But undoubtedly, Matsoukas’ long-standing partnership with Beyoncé has resulted in some of her best collaborations. Their most recent work together is especially notable for their stylistic distinctiveness and powerful narrative impact. For example, “Pretty Hurts” – which centers on the dark side of beauty pageants and public personas – perfectly exemplifies how Matsoukas’ dreamy directorial style can juxtapose with the highly confrontational subject matter.
Matsoukas also directed the video for “Formation,” one of the most buzzworthy singles of 2016. You would have been hard-pressed not to have witnessed the sheer influence of Beyonce’s Lemonade visual album that year. However, Matsoukas’ work on “Formation” still stands out among a wonderful series of videos as an outstanding, empowering depiction of African Americans, and was particularly lauded for its celebratory portrayals of black women.
Waithe and Matsoukas have joined forces and contributed to the most unforgettable Master of None episode across its two-season run. Titled “Thanksgiving,” the episode puts Waithe’s character Denise front and center in one of the best coming-out stories on television.
Denise, a lesbian, slowly comes to terms with her sexuality and prepares to come out to the people closest to her. She reveals her identity bit by bit to her best friend Dev (Aziz Ansari) before finally coming out to her mother (Angela Bassett). The episode is careful to acknowledge that even the most well-meaning of parents are apt to behave incorrectly in situations like these. We see the tension play out as Denise brings girls home for Thanksgiving gatherings and her family reacts with discomfort. However, the episode ends on a high note as Denise’s mother begins to accept her for who she is, and their relationship can hopefully begin to mend.
“Thanksgiving” is an honest, sensitive portrayal of a delicate subject; impeccably made art that’s really worth commemorating for its commitment to social justice. Matsoukas’ divine visuals coupled with Waithe’s clear and incisive narrative voice will thus undoubtedly make Queen & Slim a similarly vital and valuable experience.

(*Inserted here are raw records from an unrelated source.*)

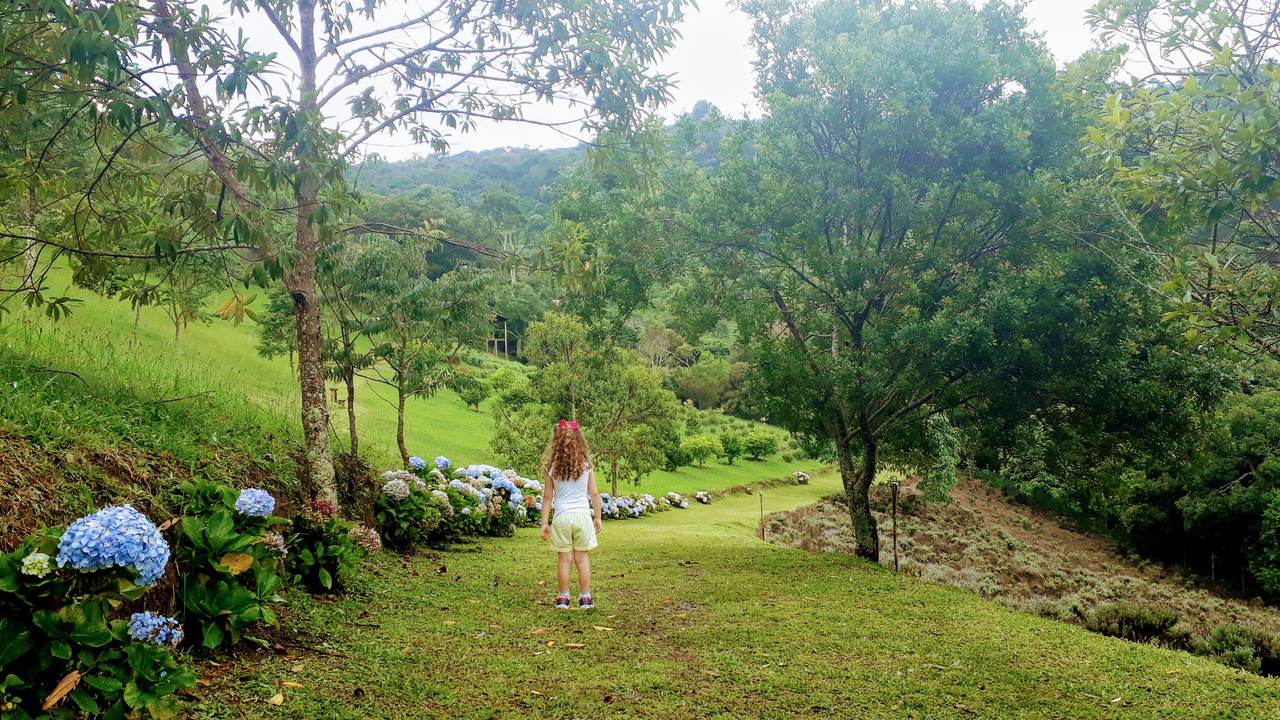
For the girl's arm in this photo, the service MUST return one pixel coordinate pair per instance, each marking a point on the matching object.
(548, 490)
(595, 499)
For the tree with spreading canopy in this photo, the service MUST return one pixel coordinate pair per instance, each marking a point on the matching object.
(864, 227)
(273, 135)
(1192, 144)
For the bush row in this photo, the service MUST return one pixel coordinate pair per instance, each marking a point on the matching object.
(1237, 646)
(434, 504)
(80, 634)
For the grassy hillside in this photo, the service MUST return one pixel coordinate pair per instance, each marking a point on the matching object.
(698, 618)
(108, 382)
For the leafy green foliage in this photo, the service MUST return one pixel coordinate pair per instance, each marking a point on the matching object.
(1193, 149)
(702, 447)
(1216, 513)
(228, 577)
(627, 415)
(732, 446)
(58, 641)
(759, 443)
(406, 523)
(321, 551)
(474, 392)
(705, 382)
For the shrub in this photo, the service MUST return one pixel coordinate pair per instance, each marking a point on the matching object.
(731, 446)
(405, 513)
(1242, 647)
(1157, 625)
(759, 443)
(474, 392)
(323, 551)
(700, 449)
(55, 619)
(229, 573)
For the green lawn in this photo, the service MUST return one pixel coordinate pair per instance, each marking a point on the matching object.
(700, 619)
(219, 365)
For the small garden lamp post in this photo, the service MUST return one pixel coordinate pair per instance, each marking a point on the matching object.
(894, 488)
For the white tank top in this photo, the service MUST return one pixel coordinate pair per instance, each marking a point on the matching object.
(570, 496)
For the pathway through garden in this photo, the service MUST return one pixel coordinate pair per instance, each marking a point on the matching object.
(700, 619)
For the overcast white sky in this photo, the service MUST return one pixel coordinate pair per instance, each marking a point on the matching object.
(713, 63)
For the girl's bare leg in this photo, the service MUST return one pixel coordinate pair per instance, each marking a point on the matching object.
(563, 561)
(584, 572)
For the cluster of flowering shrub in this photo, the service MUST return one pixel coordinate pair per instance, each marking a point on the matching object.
(639, 505)
(80, 636)
(65, 650)
(437, 502)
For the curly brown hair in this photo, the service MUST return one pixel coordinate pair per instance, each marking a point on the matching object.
(567, 455)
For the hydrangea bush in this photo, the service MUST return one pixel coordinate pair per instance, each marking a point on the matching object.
(324, 551)
(115, 537)
(231, 564)
(55, 618)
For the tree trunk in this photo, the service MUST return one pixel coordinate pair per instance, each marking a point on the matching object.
(350, 378)
(301, 282)
(858, 483)
(400, 424)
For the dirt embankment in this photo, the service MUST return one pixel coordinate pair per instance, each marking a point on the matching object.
(1018, 555)
(41, 487)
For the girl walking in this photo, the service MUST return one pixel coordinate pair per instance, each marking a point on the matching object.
(576, 501)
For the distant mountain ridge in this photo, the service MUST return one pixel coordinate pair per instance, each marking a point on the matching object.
(524, 171)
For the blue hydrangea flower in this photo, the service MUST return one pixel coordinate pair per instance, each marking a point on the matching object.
(115, 537)
(152, 628)
(396, 490)
(37, 564)
(255, 502)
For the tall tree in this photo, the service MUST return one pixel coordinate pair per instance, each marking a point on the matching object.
(279, 153)
(417, 323)
(869, 219)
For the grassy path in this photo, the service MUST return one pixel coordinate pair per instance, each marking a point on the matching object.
(699, 619)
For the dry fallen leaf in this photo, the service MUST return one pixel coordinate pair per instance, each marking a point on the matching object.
(64, 687)
(237, 561)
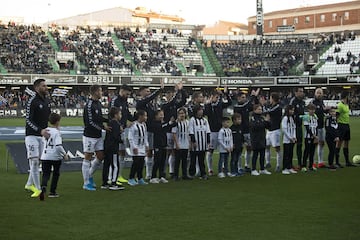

And for Kaluuya’s part, he should buckle up for one of the coolest projects of his career. He has certainly paid his dues as an actor, coming a long way from portraying Posh Kenneth on Skins, or filling that one guest spot on Doctor Who, or playing the sidekick in Johnny English Reborn. Accolades-wise, Kaluuya has now been nominated for an Oscar, Golden Globe, SAG Award, and BAFTA, and is also a recipient of the BAFTA Rising Star Award (likening him to established past winners such as James McAvoy, Eva Green, and Tom Hardy).
Many of Kaluuya’s most prominent works have highlighted a keenness for challenging projects across the board anyway. Whether he’s playing out the worst of dystopian fiction in Black Mirror or battling against the scariest racists of Get Out, Kaluuya is the real deal without ever being showy. Queen & Slim is an ideal project for him. It gives Kaluuya a substantial leading role to embody while being different enough to set itself apart from his recent onscreen endeavors.
Honestly, I needed this movie yesterday. Queen & Slim sounds like a fresh take on all kinds of established genre conventions and will definitely be supplemented by a brilliant team-up of the freshest talent out there.